Laura Moore, Kernel Memory, Thames Gallery, Chatham, 2010

Laura Moore USB

There are two related bodies of work in Kernel Memory, the show of Laura Moore’s work at the Thames Gallery; a series of carved stone forms scattered in clusters across the gallery floor and a set of square drawings arranged in a row on the gallery wall. Given that the relation between the series is conceptual and related to the process of making the works rather than visual, the relation between the two series is not immediately apparent; the polish of the sculptural forms and the seeming haphazardness of their display is in marked opposition to the roughness of the drawings and the order of their arrangement. However, taken together the works in the show reflect in interesting and powerful ways on the situation of memory and commemoration in contemporary culture as well as opening up questions about the understanding of nature in a technological society.

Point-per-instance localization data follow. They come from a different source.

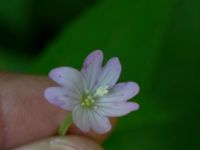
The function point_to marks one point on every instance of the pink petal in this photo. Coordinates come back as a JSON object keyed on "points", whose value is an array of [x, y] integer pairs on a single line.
{"points": [[110, 73], [92, 67], [69, 78], [61, 97], [117, 109], [81, 118], [99, 123], [121, 92]]}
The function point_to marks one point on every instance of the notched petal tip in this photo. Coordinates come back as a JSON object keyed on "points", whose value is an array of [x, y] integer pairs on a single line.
{"points": [[48, 95]]}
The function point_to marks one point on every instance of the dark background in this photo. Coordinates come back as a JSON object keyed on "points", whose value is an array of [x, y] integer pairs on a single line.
{"points": [[157, 41]]}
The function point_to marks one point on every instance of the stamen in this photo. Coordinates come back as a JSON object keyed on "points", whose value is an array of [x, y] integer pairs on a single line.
{"points": [[101, 91], [88, 102]]}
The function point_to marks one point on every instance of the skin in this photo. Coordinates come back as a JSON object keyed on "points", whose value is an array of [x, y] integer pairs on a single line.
{"points": [[25, 116]]}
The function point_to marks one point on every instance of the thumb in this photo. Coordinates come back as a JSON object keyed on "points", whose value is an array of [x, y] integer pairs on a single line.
{"points": [[71, 142]]}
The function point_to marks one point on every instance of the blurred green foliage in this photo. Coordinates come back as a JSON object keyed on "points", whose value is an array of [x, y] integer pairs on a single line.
{"points": [[158, 43]]}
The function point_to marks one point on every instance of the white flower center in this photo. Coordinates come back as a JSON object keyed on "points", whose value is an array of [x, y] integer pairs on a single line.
{"points": [[89, 101]]}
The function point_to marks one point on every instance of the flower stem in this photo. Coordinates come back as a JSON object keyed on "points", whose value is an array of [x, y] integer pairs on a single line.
{"points": [[65, 125]]}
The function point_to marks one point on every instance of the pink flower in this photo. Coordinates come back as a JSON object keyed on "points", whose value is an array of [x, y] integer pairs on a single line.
{"points": [[92, 93]]}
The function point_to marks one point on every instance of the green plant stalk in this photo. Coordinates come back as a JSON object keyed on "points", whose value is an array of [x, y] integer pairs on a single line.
{"points": [[65, 125]]}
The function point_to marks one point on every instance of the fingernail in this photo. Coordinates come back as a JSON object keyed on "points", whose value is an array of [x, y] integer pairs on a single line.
{"points": [[62, 143]]}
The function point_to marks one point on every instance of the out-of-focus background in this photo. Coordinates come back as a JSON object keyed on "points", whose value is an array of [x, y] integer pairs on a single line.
{"points": [[157, 41]]}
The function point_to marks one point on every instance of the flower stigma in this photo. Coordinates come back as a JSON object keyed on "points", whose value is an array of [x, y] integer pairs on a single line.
{"points": [[88, 102]]}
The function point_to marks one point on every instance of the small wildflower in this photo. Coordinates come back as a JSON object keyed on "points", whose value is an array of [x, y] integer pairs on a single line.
{"points": [[92, 93]]}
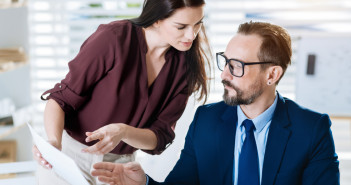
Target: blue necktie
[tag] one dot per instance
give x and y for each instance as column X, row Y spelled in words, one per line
column 248, row 173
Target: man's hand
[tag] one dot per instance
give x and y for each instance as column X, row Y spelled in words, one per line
column 120, row 174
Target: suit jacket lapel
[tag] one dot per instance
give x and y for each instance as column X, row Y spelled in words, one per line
column 226, row 139
column 277, row 140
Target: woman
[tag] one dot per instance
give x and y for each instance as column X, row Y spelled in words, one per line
column 128, row 86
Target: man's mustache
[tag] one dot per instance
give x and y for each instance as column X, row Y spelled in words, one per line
column 227, row 83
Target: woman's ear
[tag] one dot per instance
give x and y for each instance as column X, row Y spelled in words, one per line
column 273, row 74
column 156, row 24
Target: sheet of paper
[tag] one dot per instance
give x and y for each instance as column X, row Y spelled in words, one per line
column 63, row 165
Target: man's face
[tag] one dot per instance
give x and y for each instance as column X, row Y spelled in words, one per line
column 243, row 90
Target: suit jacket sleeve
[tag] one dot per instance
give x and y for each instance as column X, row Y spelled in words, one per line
column 185, row 171
column 323, row 166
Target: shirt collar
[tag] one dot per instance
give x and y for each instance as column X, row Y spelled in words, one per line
column 261, row 120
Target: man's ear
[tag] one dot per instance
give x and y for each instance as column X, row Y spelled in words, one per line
column 273, row 74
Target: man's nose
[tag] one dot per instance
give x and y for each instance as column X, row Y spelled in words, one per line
column 190, row 34
column 226, row 75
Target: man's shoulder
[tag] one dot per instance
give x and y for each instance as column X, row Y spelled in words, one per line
column 213, row 108
column 298, row 114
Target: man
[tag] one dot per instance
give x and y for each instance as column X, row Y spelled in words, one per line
column 255, row 136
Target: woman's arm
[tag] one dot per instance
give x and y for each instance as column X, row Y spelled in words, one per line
column 54, row 122
column 54, row 118
column 110, row 136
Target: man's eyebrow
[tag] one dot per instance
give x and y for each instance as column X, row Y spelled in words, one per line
column 187, row 24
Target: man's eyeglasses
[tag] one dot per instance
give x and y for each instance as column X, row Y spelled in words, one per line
column 236, row 67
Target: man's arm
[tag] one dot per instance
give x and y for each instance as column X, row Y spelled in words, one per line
column 323, row 166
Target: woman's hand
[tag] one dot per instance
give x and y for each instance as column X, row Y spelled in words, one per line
column 39, row 158
column 121, row 174
column 109, row 137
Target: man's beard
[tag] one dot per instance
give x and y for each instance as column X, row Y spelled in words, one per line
column 241, row 97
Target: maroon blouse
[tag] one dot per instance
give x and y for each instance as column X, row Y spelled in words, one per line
column 107, row 83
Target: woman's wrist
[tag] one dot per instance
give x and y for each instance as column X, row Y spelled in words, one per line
column 126, row 129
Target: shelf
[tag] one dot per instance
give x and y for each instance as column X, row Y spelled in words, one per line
column 13, row 5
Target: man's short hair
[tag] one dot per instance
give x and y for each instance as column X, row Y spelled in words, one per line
column 276, row 43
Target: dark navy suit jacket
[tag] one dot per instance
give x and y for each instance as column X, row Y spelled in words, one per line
column 300, row 148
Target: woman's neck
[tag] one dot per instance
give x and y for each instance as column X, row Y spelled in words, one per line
column 156, row 47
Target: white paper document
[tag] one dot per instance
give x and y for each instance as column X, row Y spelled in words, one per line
column 63, row 165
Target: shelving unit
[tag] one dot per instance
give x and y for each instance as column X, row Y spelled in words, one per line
column 15, row 84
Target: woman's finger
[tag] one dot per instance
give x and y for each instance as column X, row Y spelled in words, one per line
column 95, row 149
column 105, row 179
column 102, row 172
column 107, row 166
column 94, row 136
column 38, row 157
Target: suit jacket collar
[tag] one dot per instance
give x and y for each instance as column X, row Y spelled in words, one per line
column 278, row 137
column 226, row 140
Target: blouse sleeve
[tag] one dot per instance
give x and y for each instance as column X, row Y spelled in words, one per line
column 164, row 125
column 94, row 60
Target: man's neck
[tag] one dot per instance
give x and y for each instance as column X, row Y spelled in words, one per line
column 261, row 104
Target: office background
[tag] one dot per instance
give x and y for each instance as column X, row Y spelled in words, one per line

The sculptural body of work is made up of carved stones that seamlessly combine natural and technical forms. The objects arranged on the gallery floor are beautifully crafted and carved with exceptional skill. The polished stone sculptures present, in part, recognizable forms modeled from life: acorns and a pinecone. These natural forms have been up-scaled at a ratio of 1 inch to 1 foot. The resulting objects have been brought to scale of human body; they are the size of a torso and hence, appear embraceable, and unthreatening. The sculptures look poured, their forms are fluid, and their surfaces are slick, seductive, and erotic. They invite viewer’s engagement while the smooth polish of their finish erases any trace of the physical labor involved in their carving. They look almost found, or natural. This sense of being found is complemented by their arrangement on the gallery floor. The stone “nuts” are arranged on gallery floor as if they had fallen from a tree, and possibly been gathered by some giant squirrel. They are grouped in odd numbers to give the works a sense of openness. The odd number allows the viewer to approach and complete a group of sculptures creating possibilities of dialogue rather than closing the works off in a dialogue with themselves.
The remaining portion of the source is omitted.